Share via


Tracing Data Model

This document provides a detailed overview of the MLflow Trace data model. Understanding this model is key to leveraging MLflow Tracing for observability and analysis of your Generative AI applications.

MLflow Traces are designed to be compatible with OpenTelemetry specifications, a widely adopted industry standard for observability. This ensures interoperability and allows MLflow Traces to be exported and used with other OpenTelemetry-compatible systems. MLflow enhances the basic OpenTelemetry Span model by defining specific structures and attributes for Generative AI use cases, providing richer context and deeper insight into quality and performance.

Structure of Traces

At a high level, an MLflow Trace is composed of two primary objects:

  1. TraceInfo:
    • Metadata that aids in explaining the origination of the trace, the status of the trace, information about the total execution time, etc.
    • Tags that provide additional context for the trace, such as the user, session, and developer-provided key:value pairs.

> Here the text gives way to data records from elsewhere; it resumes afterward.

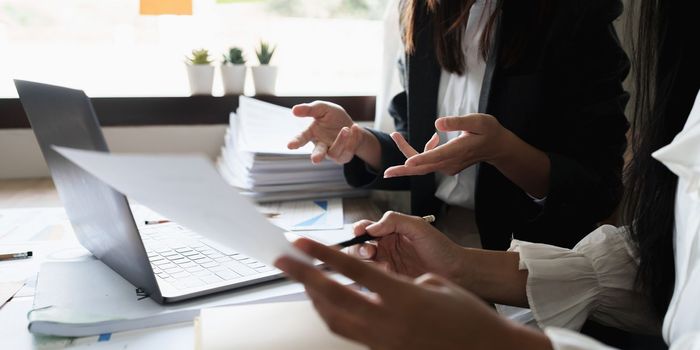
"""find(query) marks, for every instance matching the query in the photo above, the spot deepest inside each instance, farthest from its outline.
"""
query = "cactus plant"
(199, 57)
(265, 52)
(234, 56)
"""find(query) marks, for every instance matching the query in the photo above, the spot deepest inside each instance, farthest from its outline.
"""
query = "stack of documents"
(255, 157)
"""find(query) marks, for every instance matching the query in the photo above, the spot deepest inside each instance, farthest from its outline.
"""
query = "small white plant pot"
(265, 78)
(233, 77)
(201, 77)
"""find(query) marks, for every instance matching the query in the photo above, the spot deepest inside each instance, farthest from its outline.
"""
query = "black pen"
(367, 237)
(15, 256)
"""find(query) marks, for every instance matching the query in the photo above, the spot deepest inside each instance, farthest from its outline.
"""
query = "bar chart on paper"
(306, 215)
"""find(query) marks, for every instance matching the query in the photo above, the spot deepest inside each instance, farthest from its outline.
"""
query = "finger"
(437, 155)
(300, 140)
(432, 143)
(363, 273)
(319, 284)
(404, 170)
(319, 152)
(358, 228)
(403, 145)
(364, 251)
(473, 123)
(340, 143)
(316, 109)
(353, 143)
(430, 279)
(393, 222)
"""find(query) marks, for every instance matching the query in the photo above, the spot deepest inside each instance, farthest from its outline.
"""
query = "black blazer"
(564, 96)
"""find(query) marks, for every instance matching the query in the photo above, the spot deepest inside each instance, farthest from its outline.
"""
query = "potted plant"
(233, 71)
(264, 75)
(200, 72)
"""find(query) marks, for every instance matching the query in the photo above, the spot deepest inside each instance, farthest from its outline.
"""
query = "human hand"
(409, 246)
(482, 139)
(333, 132)
(426, 313)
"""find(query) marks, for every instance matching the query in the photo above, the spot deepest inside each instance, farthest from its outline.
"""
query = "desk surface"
(33, 193)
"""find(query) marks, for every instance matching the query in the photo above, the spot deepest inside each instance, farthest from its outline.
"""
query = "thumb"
(393, 222)
(472, 123)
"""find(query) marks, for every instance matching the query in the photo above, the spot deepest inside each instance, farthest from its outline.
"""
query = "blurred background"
(107, 48)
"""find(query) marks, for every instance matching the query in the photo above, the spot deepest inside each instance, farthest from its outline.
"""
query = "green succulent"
(234, 56)
(265, 52)
(199, 57)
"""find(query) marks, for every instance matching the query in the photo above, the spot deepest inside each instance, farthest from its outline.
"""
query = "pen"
(367, 237)
(15, 256)
(153, 222)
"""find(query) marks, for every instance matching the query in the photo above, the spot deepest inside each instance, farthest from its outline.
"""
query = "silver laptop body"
(163, 261)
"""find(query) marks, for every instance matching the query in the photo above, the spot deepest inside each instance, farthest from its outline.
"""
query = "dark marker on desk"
(154, 222)
(16, 256)
(367, 237)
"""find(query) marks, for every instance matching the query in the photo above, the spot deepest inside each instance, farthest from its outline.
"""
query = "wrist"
(518, 336)
(509, 144)
(460, 272)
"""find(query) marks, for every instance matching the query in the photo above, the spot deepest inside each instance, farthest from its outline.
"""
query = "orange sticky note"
(166, 7)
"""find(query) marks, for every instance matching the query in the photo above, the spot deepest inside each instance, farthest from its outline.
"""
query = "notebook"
(281, 325)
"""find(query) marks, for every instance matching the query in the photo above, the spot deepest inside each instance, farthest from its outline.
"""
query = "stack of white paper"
(255, 157)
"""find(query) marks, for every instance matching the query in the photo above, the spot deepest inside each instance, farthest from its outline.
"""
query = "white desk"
(13, 315)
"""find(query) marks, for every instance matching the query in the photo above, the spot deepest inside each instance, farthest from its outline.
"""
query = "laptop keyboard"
(186, 259)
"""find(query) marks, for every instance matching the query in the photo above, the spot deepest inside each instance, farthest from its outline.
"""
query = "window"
(324, 47)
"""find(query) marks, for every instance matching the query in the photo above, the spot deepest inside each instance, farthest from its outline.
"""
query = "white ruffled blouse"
(605, 263)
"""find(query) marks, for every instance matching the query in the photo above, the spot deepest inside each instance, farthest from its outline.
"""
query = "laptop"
(164, 261)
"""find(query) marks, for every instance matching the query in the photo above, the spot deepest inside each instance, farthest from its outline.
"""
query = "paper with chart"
(188, 190)
(306, 215)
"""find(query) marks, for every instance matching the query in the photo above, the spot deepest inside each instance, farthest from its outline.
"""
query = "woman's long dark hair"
(666, 84)
(449, 19)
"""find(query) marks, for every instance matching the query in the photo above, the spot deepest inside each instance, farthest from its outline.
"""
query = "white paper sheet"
(188, 190)
(306, 215)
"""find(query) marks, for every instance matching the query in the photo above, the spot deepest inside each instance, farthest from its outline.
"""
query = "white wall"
(20, 156)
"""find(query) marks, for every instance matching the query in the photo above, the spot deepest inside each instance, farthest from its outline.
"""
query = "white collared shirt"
(459, 95)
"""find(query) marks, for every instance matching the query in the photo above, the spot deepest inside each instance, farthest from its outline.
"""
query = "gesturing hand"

Tags can be used for searching or filtering traces.
    • Assessments that let you add structured feedback labels from humans or LLM judges or ground truth information to a trace or specific spans within a trace.
  2. TraceData:
    • The actual payload, which contains the instrumented Span objects that capture your application's step-by-step execution from input to output.

Tip

Check the API documentation for helper methods on these dataclass objects for more information on how to convert or extract data from them.

Trace Architecture

1. Trace Info

The TraceInfo within MLflow's tracing feature aims to provide a lightweight snapshot of critical data about the overall trace. TraceInfo is a dataclass object that contains metadata about the trace.

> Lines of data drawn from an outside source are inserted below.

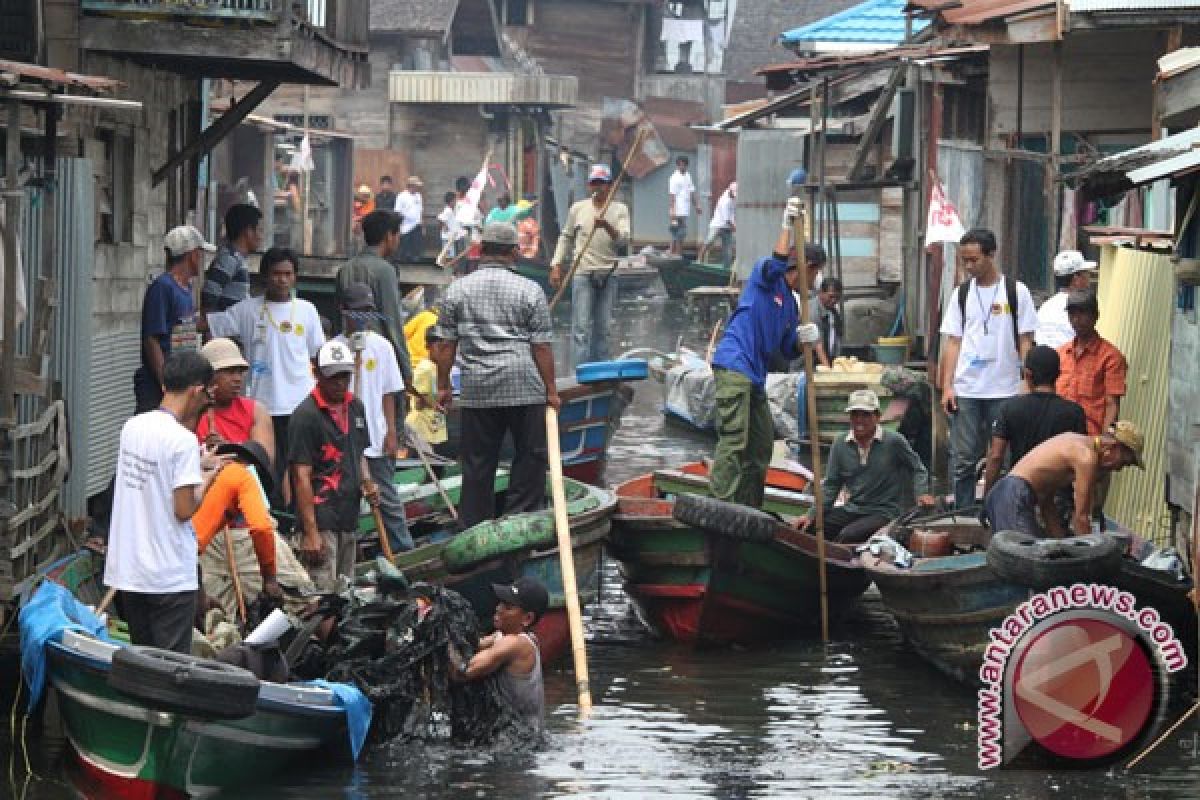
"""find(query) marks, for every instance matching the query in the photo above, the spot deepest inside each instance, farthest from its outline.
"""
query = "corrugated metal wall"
(765, 161)
(1137, 293)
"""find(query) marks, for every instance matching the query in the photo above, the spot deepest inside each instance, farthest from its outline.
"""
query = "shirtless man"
(1066, 459)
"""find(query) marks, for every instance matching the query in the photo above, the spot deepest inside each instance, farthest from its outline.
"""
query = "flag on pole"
(943, 223)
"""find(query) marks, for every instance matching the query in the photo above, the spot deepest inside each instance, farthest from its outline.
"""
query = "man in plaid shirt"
(497, 324)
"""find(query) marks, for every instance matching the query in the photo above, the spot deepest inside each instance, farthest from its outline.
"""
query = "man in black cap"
(1027, 420)
(511, 651)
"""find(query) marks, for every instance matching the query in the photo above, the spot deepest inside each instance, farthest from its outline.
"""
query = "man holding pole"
(599, 227)
(766, 322)
(498, 324)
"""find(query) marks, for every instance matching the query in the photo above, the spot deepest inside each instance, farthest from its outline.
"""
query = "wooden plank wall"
(1107, 84)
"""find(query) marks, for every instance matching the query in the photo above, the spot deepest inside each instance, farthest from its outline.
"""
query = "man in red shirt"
(1093, 371)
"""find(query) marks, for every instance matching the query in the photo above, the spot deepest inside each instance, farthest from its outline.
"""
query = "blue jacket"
(763, 323)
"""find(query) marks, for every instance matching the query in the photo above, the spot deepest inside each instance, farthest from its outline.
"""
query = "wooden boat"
(701, 587)
(946, 606)
(131, 750)
(589, 512)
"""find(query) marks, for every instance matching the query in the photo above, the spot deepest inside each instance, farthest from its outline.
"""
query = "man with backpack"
(989, 326)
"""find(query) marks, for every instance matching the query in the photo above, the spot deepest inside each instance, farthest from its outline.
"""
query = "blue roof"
(875, 23)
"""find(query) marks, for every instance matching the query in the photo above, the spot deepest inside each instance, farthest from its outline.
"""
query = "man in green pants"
(765, 323)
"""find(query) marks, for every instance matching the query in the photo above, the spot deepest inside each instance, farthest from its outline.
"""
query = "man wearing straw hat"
(593, 288)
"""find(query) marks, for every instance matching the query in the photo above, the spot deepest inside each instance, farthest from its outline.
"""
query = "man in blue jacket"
(765, 323)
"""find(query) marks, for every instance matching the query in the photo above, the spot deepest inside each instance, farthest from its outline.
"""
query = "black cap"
(253, 453)
(1083, 300)
(526, 594)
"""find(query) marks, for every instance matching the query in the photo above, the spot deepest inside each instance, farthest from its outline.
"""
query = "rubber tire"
(185, 684)
(1047, 563)
(726, 518)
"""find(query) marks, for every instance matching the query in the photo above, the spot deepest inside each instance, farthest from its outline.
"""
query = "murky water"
(862, 717)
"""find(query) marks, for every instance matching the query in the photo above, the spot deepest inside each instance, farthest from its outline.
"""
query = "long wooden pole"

This metadata includes information about the trace's origin, status, and various other data that aids in retrieving and filtering traces when used with mlflow.client.MlflowClient.search_traces and for navigation of traces within the MLflow UI. To learn more about how TraceInfo metadata is used for searching, you can see examples here.

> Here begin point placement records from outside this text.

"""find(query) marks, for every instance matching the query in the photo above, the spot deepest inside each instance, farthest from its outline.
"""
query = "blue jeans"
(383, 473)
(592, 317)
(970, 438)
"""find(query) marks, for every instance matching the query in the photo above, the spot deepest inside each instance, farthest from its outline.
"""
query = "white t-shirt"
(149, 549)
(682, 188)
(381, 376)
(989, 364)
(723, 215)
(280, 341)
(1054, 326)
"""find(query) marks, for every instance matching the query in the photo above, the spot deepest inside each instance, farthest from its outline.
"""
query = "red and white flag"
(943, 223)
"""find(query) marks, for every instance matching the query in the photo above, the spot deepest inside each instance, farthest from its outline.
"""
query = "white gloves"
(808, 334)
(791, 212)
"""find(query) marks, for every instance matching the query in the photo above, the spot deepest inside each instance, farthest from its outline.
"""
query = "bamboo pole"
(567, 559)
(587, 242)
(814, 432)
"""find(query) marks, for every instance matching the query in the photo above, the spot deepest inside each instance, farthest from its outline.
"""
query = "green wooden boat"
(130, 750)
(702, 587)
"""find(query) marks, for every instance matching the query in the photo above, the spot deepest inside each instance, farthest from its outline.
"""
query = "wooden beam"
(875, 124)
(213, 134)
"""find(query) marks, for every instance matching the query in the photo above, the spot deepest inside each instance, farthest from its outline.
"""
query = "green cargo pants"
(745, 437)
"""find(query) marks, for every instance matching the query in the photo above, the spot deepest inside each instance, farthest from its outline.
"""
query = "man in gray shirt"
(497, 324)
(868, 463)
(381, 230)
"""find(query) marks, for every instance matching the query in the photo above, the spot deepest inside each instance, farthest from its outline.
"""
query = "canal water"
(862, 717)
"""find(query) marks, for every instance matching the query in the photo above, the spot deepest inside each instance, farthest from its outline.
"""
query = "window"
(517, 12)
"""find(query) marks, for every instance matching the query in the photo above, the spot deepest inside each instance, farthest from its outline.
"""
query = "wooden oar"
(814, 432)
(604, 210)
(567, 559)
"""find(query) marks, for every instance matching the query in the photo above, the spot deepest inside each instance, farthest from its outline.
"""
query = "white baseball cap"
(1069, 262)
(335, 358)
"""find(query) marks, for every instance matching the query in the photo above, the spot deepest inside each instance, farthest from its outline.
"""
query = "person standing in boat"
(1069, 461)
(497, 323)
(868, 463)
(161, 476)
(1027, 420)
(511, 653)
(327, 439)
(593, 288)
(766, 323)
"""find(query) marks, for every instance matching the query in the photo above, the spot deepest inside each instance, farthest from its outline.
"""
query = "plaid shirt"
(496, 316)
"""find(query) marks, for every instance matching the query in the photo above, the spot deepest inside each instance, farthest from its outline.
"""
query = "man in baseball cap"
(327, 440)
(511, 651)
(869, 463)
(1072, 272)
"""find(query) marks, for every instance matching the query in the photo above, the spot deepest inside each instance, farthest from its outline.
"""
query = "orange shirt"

Parameter Data Type Description
trace_id str The primary identifier for the trace.
trace_location TraceLocation The ___location where the trace is stored, represented as a :py:class:~mlflow.entities.TraceLocation object. MLflow currently support MLflow Experiment or Databricks Inference Table as a trace ___location.
request_time int Start time of the trace, in milliseconds.
state TraceState State of the trace, represented as a :py:class:~mlflow.entities.TraceState enum. Can be one of [OK, ERROR, IN_PROGRESS, STATE_UNSPECIFIED].
request_preview Optional[str] Request to the model/agent, equivalent to the input of the root span but JSON-encoded and can be truncated.
response_preview Optional[str] Response from the model/agent, equivalent to the output of the root span but JSON-encoded and can be truncated.
client_request_id Optional[str] Client supplied request ID associated with the trace. This could be used to identify the trace/request from an external system that produced the trace, e.g., a session ID in a web application.
execution_duration Optional[int] Duration of the trace, in milliseconds.
trace_metadata dict[str, str] Key-value pairs associated with the trace. They are designed for immutable values like run ID associated with the trace.
tags dict[str, str] Tags associated with the trace. They are designed for mutable values, that can be updated after the trace is created via MLflow UI or API.
assessments list[Assessment] List of assessments associated with the trace.

The data that is contained in the TraceInfo object is used to populate the trace view page within the MLflow tracking UI, as shown below.

TraceInfo as it is used in the MLflow UI

The primary components of MLflow TraceInfo objects are listed below.

Metadata

Assessments

Assessments are crucial for evaluating the quality and correctness of your GenAI application's behavior as captured in traces. They allow you to attach structured labels, scores, or ground truth information to a trace or specific spans within a trace.

MLflow defines two main types of assessments, both inheriting from a base Assessment concept:

  1. Feedback: Represents qualitative or quantitative judgments about an operation's output. This can come from human reviewers, LLM-as-a-judge, or custom scoring functions.
  2. Expectations: Represents the ground truth or expected outcome for a given operation, often used for direct comparison against actual outputs.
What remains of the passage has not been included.